Each aisle she turned down, he seemed to be there. By the shelves of Cap’n Crunch and Cocoa Puffs. By the cans of chicken noodle soup and pinto beans and pasta sauce.
By the rows of fresh lettuce.
And when Jacee Cole went to check out, he was there by the cash registers, too.
She didn’t know who he was or what he wanted or why he was watching her. “I think I’m being followed,” she whispered to her mom on her phone.
“I don’t know what to do.”
As Cole pulled out of the grocery store parking lot, the man appeared again in her rearview mirror and tailed her into her Magna neighborhood. She called police, but he drove off before officers arrived. She worried he would come back.

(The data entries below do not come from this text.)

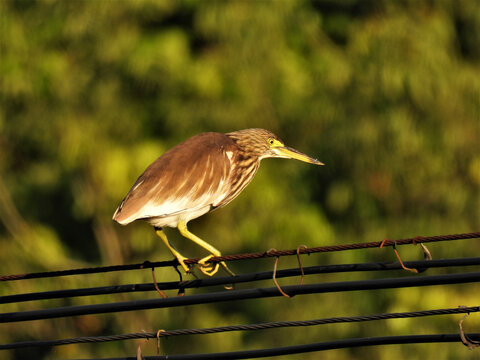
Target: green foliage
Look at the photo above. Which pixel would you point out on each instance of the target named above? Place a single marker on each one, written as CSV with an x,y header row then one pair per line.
x,y
386,93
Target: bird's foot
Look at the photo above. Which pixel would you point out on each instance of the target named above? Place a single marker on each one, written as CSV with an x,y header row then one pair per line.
x,y
207,269
181,260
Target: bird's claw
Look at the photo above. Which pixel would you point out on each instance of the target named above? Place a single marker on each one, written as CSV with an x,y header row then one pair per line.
x,y
208,270
181,260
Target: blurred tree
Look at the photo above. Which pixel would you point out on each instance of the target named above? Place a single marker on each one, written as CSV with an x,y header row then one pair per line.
x,y
386,93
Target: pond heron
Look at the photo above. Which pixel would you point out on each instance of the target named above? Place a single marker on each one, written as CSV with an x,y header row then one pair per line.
x,y
197,176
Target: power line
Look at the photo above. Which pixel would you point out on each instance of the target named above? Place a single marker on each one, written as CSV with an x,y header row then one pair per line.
x,y
245,327
320,346
267,275
257,255
243,294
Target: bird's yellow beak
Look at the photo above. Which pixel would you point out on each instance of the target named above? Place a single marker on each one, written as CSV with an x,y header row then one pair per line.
x,y
290,153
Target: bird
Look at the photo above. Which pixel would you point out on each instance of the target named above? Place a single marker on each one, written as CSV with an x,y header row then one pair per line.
x,y
199,175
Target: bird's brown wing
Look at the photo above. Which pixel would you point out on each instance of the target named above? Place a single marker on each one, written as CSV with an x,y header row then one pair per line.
x,y
190,175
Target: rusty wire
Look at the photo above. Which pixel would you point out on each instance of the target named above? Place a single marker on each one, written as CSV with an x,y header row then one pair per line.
x,y
245,256
245,327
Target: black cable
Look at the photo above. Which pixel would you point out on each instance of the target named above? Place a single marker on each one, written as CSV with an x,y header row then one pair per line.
x,y
114,289
245,327
257,255
320,346
291,290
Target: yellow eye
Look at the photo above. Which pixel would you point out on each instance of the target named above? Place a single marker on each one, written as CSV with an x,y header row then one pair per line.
x,y
274,143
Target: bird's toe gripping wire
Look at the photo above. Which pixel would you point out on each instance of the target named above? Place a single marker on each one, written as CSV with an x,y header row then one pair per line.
x,y
180,258
208,269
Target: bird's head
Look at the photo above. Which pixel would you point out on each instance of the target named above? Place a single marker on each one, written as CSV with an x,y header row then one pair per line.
x,y
263,144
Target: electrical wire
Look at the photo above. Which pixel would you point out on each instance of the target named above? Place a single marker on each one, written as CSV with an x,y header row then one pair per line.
x,y
243,278
246,327
319,346
291,290
257,255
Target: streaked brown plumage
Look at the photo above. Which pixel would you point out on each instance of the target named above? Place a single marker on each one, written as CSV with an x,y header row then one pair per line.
x,y
199,175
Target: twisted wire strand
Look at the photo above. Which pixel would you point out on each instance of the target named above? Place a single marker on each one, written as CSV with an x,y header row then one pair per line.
x,y
245,327
243,294
244,256
320,346
242,278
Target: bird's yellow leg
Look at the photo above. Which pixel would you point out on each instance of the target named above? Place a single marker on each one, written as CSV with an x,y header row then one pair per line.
x,y
182,227
180,258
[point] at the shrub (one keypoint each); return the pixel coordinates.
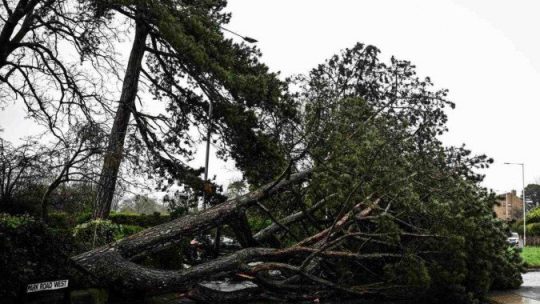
(97, 233)
(29, 253)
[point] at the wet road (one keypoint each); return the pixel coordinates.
(529, 293)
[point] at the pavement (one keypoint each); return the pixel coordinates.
(528, 293)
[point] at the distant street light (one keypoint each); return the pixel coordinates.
(524, 204)
(246, 38)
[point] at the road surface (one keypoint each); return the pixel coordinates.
(528, 293)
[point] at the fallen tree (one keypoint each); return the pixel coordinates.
(386, 212)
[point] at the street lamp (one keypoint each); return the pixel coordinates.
(246, 38)
(524, 204)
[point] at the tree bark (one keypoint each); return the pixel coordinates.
(112, 263)
(114, 154)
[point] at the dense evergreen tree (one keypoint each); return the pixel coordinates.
(189, 64)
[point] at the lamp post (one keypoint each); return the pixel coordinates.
(524, 204)
(207, 187)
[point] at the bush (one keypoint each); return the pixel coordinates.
(101, 232)
(61, 220)
(29, 253)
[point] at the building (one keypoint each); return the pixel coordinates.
(509, 207)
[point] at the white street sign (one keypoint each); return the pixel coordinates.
(47, 286)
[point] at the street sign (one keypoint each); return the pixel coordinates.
(53, 285)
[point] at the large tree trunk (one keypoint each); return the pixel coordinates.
(114, 154)
(113, 265)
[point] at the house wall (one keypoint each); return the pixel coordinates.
(515, 207)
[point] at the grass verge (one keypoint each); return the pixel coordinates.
(531, 255)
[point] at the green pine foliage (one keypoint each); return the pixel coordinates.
(372, 132)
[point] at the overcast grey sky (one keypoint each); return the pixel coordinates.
(487, 53)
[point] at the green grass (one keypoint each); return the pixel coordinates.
(531, 255)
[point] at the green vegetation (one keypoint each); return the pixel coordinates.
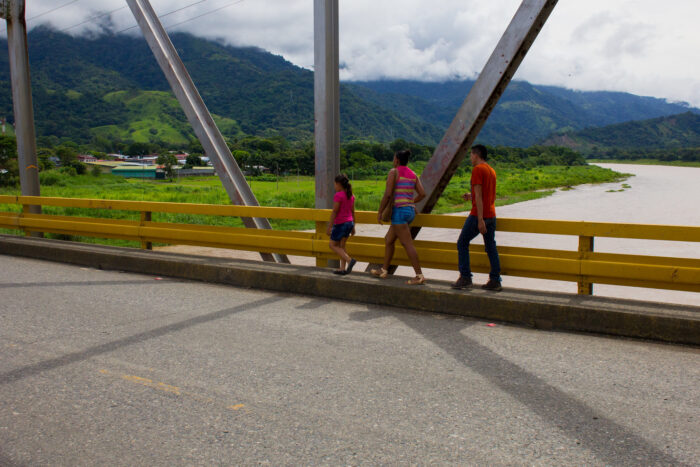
(514, 185)
(674, 140)
(107, 90)
(676, 163)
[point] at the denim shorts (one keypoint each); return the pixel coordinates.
(341, 231)
(403, 215)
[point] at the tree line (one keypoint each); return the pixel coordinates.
(276, 155)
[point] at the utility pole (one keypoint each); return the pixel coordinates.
(326, 103)
(13, 12)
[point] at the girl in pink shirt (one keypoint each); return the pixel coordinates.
(342, 222)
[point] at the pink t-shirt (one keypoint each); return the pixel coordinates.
(345, 210)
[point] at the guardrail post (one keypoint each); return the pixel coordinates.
(146, 217)
(585, 247)
(320, 230)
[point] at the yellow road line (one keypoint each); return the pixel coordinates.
(159, 386)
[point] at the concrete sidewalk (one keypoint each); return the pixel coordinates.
(658, 321)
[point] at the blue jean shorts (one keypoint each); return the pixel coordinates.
(341, 231)
(403, 215)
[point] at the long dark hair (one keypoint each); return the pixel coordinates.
(403, 156)
(345, 183)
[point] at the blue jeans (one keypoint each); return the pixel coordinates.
(403, 215)
(471, 230)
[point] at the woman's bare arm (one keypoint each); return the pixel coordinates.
(420, 190)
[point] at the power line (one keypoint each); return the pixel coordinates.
(164, 15)
(50, 11)
(92, 18)
(204, 14)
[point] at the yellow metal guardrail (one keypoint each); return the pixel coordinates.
(584, 266)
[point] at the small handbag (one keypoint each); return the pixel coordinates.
(386, 212)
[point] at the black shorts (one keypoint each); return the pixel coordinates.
(341, 231)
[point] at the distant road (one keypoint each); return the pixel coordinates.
(108, 368)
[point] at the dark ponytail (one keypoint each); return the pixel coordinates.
(345, 183)
(403, 156)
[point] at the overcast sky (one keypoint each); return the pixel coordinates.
(646, 47)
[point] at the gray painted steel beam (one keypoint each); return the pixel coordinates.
(326, 104)
(326, 100)
(198, 115)
(13, 11)
(483, 97)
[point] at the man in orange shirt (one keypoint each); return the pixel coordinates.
(481, 219)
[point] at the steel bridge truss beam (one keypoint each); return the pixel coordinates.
(482, 98)
(198, 115)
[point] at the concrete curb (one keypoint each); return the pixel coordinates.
(658, 321)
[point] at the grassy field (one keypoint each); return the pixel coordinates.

If he did, Cole wanted to be able to defend herself.
So last year, shortly after the state green-lighted Utahns as young as 18 to get concealed carry permits, she completed the training and bought a 9mm handgun. She was 19. “A lot of people told me I was too young for it,” said Cole, now 20. “But I feel safer.”
She’s not the only one. Since the reduced age limit took effect on May 9, the state has issued more than 1,400 permits for 18- to 20-year-olds to carry concealed firearms. That includes 107 in January alone.
And in the wake of the deadly school shooting in Florida last month, gun-rights advocates anticipate the numbers will go up even more as young adults search for a sense of security in a handgun.